Dear Deer Coffee Roasting Bar is the only place in Auckland you can choose your own unroasted beans and watch it be roasted right in front of you.

This Auckland cafe lets you mix and match your own unique coffee blend roasted from scratch

May 14, 2019 Cafes

Dear Deer Coffee Roasting Bar is the only place in Auckland where you can pick your own unroasted coffee beans and see them roasted right in front of you.

It’s an almost impossible feat to ‘stumble upon’ Yuki Shikano’s coffee roasting bar – in fact, it’s even kind of hard to find on purpose. An arrow points you around the corner to an unassuming shop, with barely enough room to swing a DSLR camera (I know this because I accidentally did it). But, as the smell of freshly roasted coffee will alert you to, it’s a very good place to be if you’re partial to a cup or two.

Dear Deer Coffee Roasting Bar is the only place in Auckland where you can pick your own unroasted coffee beans, choose between a light, medium or dark roast, have it roasted in front of you in an electric air-roasting machine from Japan, then ground and made into a cup of joe right then and there. It’s a novelty and really quite cool; it makes you feel connected to the process in a way which beans in a sealed-in bag could never achieve. The beans whirl around in the machine, looking like popcorn kernels bursting, lit up neon and yellow. They get left to cool for a second before being put in a bag for you to take home.

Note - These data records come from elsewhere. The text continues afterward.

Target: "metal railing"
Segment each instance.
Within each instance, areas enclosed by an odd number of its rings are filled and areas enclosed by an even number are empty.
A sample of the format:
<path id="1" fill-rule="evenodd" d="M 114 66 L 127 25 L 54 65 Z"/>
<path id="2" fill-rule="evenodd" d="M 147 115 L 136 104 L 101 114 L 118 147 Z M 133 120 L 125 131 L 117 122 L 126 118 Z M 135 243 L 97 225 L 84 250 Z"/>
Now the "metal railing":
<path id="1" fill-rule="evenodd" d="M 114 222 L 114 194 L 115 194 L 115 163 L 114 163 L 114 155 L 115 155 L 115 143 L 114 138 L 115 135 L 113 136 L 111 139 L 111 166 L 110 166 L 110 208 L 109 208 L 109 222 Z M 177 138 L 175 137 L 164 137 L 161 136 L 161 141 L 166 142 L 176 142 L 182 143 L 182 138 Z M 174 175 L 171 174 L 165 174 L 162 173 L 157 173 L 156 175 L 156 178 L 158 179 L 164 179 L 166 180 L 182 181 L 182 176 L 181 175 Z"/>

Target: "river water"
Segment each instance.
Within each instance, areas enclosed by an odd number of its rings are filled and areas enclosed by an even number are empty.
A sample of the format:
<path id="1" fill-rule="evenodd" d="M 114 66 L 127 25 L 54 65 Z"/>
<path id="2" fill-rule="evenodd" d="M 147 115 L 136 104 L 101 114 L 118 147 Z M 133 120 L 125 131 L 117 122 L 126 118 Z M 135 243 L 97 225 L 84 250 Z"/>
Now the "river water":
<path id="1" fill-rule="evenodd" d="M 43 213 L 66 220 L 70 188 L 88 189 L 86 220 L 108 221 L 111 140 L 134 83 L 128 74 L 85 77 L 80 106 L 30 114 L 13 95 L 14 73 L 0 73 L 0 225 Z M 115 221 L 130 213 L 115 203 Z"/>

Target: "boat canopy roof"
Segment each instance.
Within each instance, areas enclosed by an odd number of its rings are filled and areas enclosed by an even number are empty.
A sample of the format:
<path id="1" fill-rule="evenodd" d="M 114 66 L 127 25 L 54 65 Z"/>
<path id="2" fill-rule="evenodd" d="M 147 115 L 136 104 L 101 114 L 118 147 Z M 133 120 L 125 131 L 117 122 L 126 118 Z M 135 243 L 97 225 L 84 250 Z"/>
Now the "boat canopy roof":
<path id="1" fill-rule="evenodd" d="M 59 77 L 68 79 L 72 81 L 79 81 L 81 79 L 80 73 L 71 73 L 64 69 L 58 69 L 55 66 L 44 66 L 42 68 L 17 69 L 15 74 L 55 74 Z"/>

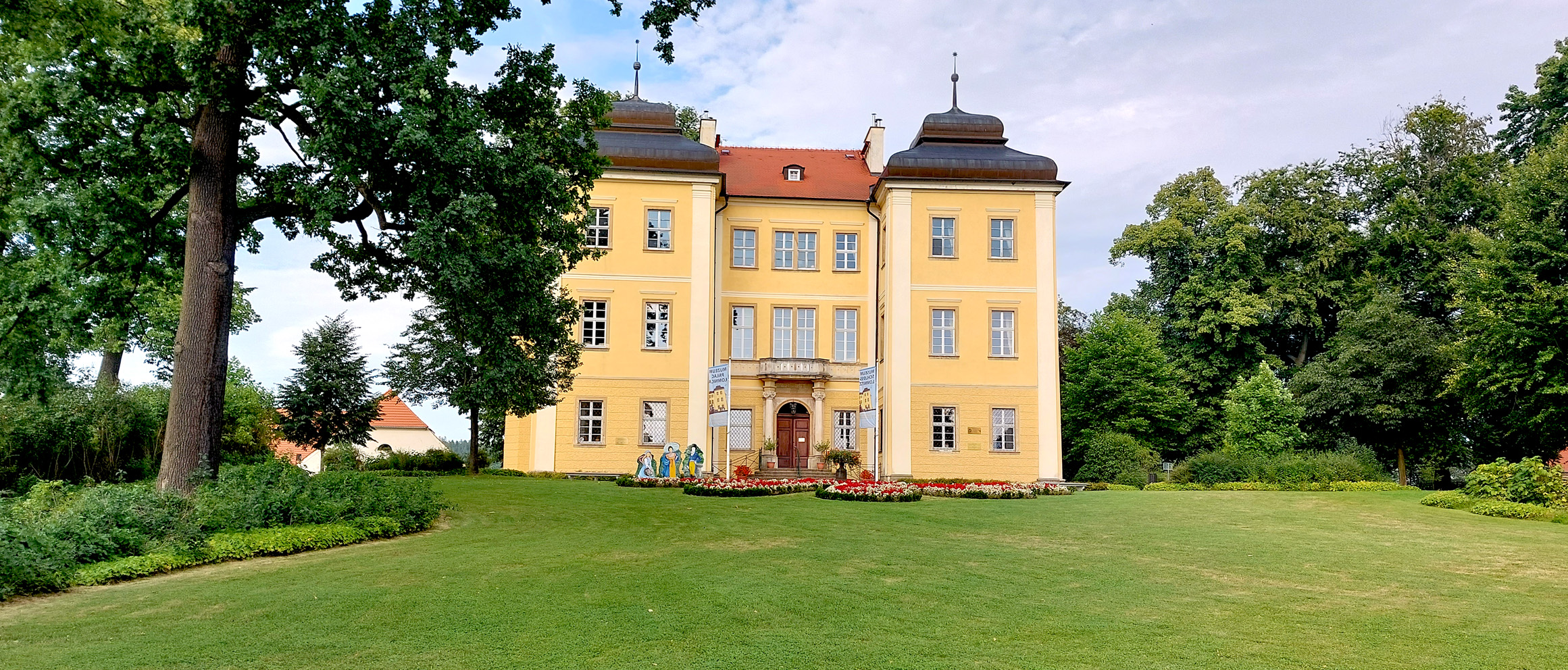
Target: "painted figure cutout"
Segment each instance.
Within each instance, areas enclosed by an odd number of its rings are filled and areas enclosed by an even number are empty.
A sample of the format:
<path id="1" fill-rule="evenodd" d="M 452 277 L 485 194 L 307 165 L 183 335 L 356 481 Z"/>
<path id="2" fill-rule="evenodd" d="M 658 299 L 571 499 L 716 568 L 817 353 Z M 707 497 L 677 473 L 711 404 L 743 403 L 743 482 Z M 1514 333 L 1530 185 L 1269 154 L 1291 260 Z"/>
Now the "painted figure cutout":
<path id="1" fill-rule="evenodd" d="M 681 474 L 684 477 L 696 477 L 702 471 L 702 450 L 696 444 L 687 447 L 685 463 L 682 463 Z"/>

Shikano has a range of his own true and tested blends – including the Dear Deer Original Blend, which gets my tick of approval – as well as single origin beans from all over the globe, which you are welcome to mix and match to create your own blend. “Some of my customers’ tastes are… weird,” he says wryly. But he’s on hand to lend advice based on your own personal preferences, and also on which origins may go well together. According to him, it’s all a matter of balance.
 
There’s a leisurely ease to the whole process, right up to Shikano’s lazy circular pouring as he makes you your brew. It recalls Japan’s slower coffee culture, where the reigning method is the pour-over.

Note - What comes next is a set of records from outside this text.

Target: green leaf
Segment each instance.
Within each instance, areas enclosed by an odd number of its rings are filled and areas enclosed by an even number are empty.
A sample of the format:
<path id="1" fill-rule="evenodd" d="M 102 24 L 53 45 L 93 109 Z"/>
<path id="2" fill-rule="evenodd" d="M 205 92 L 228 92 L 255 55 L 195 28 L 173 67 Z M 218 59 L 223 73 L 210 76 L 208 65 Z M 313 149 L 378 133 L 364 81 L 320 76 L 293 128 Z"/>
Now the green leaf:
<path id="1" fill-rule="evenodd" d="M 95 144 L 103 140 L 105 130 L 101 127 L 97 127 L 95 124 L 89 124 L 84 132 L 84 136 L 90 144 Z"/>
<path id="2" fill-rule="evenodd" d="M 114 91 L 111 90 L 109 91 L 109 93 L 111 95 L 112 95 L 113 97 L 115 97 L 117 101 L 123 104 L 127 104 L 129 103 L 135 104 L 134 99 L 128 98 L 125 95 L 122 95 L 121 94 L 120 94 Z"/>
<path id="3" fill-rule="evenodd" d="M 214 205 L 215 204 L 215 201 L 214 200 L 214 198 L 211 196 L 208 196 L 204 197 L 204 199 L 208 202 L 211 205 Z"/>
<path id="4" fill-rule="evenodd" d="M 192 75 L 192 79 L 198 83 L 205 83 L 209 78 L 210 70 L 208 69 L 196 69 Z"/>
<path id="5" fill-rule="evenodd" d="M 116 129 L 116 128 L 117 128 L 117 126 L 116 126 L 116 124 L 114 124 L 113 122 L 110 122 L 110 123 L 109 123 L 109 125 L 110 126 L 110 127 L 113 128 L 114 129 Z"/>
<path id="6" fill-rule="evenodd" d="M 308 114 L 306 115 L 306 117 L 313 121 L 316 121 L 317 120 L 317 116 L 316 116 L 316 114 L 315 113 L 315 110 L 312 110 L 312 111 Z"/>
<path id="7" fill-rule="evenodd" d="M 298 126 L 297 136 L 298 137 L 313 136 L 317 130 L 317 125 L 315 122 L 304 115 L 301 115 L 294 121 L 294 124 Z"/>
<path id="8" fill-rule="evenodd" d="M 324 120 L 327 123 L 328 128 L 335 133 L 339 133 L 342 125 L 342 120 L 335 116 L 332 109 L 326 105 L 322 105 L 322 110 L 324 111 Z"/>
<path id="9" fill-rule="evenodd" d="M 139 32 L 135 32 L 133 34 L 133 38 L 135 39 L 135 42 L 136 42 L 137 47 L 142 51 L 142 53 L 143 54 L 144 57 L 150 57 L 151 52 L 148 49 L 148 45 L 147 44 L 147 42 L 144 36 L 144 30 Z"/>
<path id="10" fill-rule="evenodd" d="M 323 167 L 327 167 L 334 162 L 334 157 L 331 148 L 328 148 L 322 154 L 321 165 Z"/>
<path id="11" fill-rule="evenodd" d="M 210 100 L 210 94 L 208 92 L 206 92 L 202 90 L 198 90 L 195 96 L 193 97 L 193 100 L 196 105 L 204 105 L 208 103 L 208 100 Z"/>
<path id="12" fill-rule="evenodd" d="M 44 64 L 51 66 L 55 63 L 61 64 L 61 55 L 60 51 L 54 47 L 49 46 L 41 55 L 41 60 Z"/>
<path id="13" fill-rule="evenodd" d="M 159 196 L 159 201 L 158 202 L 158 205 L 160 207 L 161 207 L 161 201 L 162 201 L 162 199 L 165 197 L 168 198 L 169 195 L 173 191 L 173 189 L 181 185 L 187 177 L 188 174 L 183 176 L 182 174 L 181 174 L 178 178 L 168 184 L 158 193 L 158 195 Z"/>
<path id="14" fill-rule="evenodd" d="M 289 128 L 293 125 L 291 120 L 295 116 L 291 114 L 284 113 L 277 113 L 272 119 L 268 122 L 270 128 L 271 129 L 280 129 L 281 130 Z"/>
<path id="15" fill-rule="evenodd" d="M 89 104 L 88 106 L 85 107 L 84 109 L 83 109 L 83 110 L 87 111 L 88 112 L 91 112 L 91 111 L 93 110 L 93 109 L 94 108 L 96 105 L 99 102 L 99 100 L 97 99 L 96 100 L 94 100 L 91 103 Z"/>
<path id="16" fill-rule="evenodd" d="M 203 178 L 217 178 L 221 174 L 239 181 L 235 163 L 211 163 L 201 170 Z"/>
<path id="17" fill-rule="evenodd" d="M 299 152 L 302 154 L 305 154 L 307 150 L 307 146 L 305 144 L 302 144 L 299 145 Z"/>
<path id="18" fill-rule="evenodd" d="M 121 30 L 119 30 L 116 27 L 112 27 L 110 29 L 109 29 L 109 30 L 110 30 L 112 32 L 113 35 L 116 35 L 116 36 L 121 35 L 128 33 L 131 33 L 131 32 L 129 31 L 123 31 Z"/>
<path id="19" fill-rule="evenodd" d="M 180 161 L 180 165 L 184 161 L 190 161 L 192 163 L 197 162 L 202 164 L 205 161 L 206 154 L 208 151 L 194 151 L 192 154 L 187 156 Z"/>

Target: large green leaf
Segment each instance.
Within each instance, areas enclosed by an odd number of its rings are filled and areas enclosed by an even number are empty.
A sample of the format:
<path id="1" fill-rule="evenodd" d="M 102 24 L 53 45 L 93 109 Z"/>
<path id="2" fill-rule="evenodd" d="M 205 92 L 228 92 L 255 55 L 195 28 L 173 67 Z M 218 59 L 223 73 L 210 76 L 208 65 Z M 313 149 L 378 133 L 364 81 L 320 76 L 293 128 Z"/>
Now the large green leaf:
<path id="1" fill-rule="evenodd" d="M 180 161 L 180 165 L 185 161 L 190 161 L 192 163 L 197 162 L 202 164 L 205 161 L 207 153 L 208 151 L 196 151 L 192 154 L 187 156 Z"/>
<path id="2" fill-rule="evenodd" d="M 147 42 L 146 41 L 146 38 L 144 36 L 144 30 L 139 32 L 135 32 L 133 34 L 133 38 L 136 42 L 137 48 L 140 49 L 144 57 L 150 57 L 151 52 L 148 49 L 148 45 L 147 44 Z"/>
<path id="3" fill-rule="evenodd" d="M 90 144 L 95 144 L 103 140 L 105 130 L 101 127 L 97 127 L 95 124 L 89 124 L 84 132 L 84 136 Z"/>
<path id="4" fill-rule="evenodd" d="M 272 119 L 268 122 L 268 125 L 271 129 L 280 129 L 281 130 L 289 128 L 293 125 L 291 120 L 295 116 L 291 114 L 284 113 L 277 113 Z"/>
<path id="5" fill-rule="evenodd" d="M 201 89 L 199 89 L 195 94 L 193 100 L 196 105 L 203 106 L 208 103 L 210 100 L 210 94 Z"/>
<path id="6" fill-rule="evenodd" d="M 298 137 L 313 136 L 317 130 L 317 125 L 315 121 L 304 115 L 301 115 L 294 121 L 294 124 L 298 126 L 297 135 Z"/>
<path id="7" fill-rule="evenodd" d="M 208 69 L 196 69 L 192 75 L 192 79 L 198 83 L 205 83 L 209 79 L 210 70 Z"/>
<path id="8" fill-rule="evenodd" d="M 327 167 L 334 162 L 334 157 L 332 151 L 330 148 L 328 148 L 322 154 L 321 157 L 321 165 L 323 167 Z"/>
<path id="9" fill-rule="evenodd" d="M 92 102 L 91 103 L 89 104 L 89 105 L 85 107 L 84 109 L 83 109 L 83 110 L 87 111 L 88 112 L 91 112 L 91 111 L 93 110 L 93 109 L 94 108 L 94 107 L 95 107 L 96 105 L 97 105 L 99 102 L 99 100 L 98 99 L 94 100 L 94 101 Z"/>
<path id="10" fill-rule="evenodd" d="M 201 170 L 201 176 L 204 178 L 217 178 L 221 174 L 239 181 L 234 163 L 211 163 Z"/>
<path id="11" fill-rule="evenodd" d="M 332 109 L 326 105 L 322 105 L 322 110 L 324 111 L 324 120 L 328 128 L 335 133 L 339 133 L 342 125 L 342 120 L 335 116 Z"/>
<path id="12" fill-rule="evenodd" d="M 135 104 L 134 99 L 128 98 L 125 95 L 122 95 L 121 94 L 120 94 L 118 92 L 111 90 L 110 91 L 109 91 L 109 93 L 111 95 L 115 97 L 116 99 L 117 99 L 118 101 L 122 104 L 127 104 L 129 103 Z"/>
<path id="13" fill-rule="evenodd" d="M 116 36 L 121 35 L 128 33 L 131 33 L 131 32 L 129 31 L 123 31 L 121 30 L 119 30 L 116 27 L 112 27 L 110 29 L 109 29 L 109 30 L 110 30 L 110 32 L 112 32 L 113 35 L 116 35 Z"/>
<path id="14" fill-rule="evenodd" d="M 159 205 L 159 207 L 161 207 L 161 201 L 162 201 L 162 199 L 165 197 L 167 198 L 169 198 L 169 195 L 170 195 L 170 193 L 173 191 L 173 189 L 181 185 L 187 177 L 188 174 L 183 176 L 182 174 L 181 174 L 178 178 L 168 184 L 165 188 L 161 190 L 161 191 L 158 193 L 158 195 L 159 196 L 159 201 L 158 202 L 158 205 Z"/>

Shikano uses drippers and filters from Japanese brand Kalita, which you could say is in his blood – his granduncle started the company in the ‘50s, and his father is running a shop with the same concept in his home city of Tokyo. This shop in Onehunga is a result of both family loyalty – his granduncle put him through university, where he completed an economics degree – and genuine passion. Kalita only produces specialist coffee products, “not like Hario, a glassware company which dabbles in coffee equipment,” Shikano says. Note: Hario is Kalita’s biggest competitor.

Filter coffee is in no way new, but it has been picking up steam on the menus of coffee bars across Auckland. And if Shikano had his way, every house in Auckland would have a Kalita dripper. “That’s my ultimate goal,” he says. Really, he just wants people to know there’s another way to enjoy coffee which differs from your usual espresso, although the argument of espresso versus filter bores him. “You don’t ask if red wine or white wine is good – they’re both good.”

Shikano sees himself as an educator of sorts on the existence of a good filter coffee – but you can also have an espresso at Dear Deer, if that’s your preference. “My customers will come in and have a flat white, and they like it, but then they get curious about my ‘Japanese Drip Coffee’ which they’ll have with sugar and milk. Soon enough, I’ve got them drinking it black.”

Japanese Drip Coffee is just a sneaky pseudonym for filter, by the way. It’s another way to pique an espresso drinkers’ interest, much like filter coffee’s other pseudonym, “soft brew”.

Well, if it works, then it works. And it seems to be – Shikano is already thinking of opening another pick-your-own-style roastery elsewhere in Auckland.